Tuesday, December 19, 2006
Ratios or Rates?
I am trying to convince JC over at Sabernomics that there is a huge difference between using GB/FB ratio, FB/GB ratio, and GB/(GB+FB) or GB rates. Head on over there. Below is a summary of my posts.
We talked about this at the time. Are you still doing GB to FB *ratios*, or GB rates? Ratios are not symmetrical, and whether you do GB per GB+FB, or FB per GB+FB, you should end up with the same result. Ratios don’t do that.
***
As for using the ratio, then how to justify using GB/FB instead of the reverse? What you are saying, by using GB/FB is that the higher the GB is more important than the lower FB. That is, let’s say the GB/FB has a mean of 1.00. A GB/FB of 2.0 is the same as a FB/GB of 0.50. But, using the GB/FB as the ratio has double the impact of FB/GB, even though they are describing the exact same thing.

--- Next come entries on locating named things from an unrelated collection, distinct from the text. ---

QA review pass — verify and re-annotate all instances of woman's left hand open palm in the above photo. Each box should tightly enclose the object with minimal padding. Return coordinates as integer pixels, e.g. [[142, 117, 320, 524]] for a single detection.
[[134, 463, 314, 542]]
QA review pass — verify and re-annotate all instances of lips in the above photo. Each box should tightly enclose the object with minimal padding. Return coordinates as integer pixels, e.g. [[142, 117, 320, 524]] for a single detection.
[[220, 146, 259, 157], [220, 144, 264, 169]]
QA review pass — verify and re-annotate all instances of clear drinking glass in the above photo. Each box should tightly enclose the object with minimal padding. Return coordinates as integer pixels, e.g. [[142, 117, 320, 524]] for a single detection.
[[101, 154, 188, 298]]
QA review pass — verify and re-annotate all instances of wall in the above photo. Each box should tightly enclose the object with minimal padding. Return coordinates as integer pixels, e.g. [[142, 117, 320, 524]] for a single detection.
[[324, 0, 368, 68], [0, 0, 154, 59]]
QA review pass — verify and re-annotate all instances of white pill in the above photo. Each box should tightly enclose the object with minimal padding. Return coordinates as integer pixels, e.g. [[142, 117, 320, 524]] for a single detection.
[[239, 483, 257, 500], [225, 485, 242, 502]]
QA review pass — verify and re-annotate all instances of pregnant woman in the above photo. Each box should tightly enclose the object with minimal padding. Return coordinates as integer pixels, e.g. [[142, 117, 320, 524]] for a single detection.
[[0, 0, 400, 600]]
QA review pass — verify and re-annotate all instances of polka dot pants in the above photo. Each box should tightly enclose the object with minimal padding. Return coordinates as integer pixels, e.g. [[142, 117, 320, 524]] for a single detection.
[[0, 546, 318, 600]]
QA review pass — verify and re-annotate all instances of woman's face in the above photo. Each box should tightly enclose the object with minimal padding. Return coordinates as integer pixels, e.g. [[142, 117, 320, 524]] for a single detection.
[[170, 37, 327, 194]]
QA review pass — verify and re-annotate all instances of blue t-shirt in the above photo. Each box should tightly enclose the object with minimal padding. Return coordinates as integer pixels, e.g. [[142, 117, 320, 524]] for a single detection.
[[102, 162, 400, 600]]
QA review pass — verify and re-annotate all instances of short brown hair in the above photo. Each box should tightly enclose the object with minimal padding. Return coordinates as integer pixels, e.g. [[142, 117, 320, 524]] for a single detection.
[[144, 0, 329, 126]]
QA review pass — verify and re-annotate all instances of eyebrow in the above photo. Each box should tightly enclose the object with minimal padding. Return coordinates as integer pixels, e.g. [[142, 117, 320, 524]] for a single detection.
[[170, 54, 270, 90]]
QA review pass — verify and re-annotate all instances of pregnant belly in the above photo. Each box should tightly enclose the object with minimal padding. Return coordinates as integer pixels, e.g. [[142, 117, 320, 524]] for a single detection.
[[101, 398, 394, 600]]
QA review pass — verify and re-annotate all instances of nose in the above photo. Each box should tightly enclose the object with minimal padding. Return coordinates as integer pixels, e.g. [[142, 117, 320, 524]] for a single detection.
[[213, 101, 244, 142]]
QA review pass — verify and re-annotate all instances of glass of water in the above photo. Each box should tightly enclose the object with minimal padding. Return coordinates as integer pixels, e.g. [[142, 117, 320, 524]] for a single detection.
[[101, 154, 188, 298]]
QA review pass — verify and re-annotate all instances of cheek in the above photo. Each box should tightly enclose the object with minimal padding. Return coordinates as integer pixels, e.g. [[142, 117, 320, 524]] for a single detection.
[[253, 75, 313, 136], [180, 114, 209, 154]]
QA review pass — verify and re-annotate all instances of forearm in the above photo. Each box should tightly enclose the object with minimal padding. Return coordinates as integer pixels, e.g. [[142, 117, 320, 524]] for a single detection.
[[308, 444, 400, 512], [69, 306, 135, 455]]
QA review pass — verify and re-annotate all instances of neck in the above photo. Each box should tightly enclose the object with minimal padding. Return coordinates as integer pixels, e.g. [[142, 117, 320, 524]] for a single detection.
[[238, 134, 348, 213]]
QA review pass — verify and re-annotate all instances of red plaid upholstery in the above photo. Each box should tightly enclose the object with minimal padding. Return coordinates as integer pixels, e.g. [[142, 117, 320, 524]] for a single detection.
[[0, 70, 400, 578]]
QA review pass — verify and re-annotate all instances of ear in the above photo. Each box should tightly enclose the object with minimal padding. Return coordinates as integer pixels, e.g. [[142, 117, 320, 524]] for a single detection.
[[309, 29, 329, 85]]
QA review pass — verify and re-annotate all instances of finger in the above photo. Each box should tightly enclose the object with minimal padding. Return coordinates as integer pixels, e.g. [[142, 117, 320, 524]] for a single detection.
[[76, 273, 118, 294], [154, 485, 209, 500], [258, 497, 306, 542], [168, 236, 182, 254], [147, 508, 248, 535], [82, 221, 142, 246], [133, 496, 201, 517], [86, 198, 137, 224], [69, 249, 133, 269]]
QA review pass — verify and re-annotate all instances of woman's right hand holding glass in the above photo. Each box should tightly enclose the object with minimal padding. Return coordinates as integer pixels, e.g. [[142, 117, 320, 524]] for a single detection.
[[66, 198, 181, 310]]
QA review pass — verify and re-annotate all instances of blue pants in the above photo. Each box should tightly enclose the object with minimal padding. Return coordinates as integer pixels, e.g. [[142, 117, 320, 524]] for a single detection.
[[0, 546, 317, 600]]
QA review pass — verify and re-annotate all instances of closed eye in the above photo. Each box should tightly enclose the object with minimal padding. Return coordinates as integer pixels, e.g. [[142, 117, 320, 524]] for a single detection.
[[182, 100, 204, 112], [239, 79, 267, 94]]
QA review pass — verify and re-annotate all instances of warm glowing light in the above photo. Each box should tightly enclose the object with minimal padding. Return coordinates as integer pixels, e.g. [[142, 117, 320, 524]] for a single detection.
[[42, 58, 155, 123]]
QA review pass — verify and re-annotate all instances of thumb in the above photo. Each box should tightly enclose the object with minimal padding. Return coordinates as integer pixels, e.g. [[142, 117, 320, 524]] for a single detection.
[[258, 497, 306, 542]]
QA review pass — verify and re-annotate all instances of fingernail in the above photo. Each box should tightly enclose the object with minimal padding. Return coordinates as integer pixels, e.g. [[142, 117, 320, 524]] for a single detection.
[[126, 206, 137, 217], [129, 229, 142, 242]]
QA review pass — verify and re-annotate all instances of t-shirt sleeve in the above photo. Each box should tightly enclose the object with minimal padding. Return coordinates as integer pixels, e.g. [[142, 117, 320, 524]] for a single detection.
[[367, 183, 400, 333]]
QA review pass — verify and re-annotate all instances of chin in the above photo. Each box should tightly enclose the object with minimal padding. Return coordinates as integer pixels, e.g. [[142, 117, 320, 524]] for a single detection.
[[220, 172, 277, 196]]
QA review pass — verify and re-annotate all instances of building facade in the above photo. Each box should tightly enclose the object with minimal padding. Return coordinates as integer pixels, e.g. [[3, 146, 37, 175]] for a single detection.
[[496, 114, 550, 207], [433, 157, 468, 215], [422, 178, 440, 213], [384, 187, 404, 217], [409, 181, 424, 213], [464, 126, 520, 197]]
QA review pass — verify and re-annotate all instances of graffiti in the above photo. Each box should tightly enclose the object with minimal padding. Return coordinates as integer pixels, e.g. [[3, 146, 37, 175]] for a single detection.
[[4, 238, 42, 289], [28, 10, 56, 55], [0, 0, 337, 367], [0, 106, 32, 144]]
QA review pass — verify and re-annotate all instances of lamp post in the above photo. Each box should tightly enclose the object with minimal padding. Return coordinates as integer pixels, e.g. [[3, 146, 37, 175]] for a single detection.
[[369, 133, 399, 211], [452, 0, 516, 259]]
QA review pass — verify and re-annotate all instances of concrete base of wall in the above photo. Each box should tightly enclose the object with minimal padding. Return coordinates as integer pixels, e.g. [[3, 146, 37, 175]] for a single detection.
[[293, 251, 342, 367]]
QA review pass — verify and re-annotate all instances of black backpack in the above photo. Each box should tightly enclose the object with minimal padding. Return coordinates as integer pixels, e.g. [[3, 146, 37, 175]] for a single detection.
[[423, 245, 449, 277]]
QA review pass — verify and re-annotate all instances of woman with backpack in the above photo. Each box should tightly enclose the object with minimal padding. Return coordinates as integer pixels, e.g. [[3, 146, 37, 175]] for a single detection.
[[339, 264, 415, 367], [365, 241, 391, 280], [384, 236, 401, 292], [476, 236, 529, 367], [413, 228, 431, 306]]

Just because something best-fits better on the sample doesn’t mean that it’s the right thing. A best-fit analysis would give the run value of a double .66 and the single .52 (instead of the more true .77, .47).
***
Ah, but the coefficient will not change accordingly. What will happen is this: mow the guys with the highest FB/GB ratio will move *more* than the high GB/FB ratio players.
Think of it in an extreme situation: you have a guy with 100 GB and 1 FB. In your current PrOps, this guy has a 100.00 value, which you multiply by some coefficient, say “.002″. So, he moves +.20 points up. If on the other hand you used FB/GB ratio, your coefficient may be “-.002″, which multiplied to 1/100 (or .01) will be zero.
From where I sit, using GB/FB taints your process whereby the higher the GB, the more impact than the higher the FB.
If you create a FB/GB version of PrOps, show your results both way (old Props, new Props) for Frank Thomas and Derek Jeter, and you will see the impact of this bias.
***
I just ran three different regressions, using GB/FB ratio, FB/GB ratio, and GB/(GB+FB) or GB rate. This was ran against GPA on the THT site. (The use of GPA, or OPS, etc, doesn’t really matter.) I used 2004-2006 data of all players with at least 502 PA.
The 2006 Frank Thomas is the most extreme, with a FB/GB of 2.44. His resulting regression yielded results of: .287, .313, .298.
At the other end is the 2004 Ichiro, with a GB/FB of 3.55. His results are: .247, .261, .255.
The sample standard deviations are: .0057, .0072, .0071
In all cases, the mean was .276.
GPA is analogous to batting average. Those are some HUGE differences, don’t you think?
***
The correlation coefficients were (r) were .21, .26, .26. And, it should go without saying, that using FB/(GB+FB) produced the exact same estimated GPA for each player as the GB rate, as well as the exact same r.
Well, JC, rather than refuting my arguments chose to simply refute me! This is my last post there:
=======================================
My post #9 clearly shows that it makes a huge difference for the extreme GB and FB hitters, if you use GB/FB or FB/GB. However, there is no change whatsoever if you use GB/(GB+FB) or FB/(GB+FB).
There is no justification for using one ratio (GB/FB) over the other (FB/GB), even though they absolutely give you different results. In fact, you are not even justifying it. Just deciding to use it.
There is zero opportunity cost to changing from ratios to rates, since I was able to generate 3 different regression equations in 5 minutes.
Your thread started with a comment about fans being skeptical, and here I am, giving you a thoughtful and legitimate beef, and you are dismissing it with “if you don’t like it, don’t use it”.
======================================
Hey, I know I can be tough, but when I’m right, I’m right. JC is wrong, Clay is wrong (about EqA), Woolner is wrong (about Leverage Index), Forman is wrong about using all those James/Palmer metrics. Heck, I was wrong about BaseRuns, until David finally convinced me to open my eyes.
Either you open your eyes, put your ego to the side, and learn, or remain wrong. My attitude is completely irrelevant.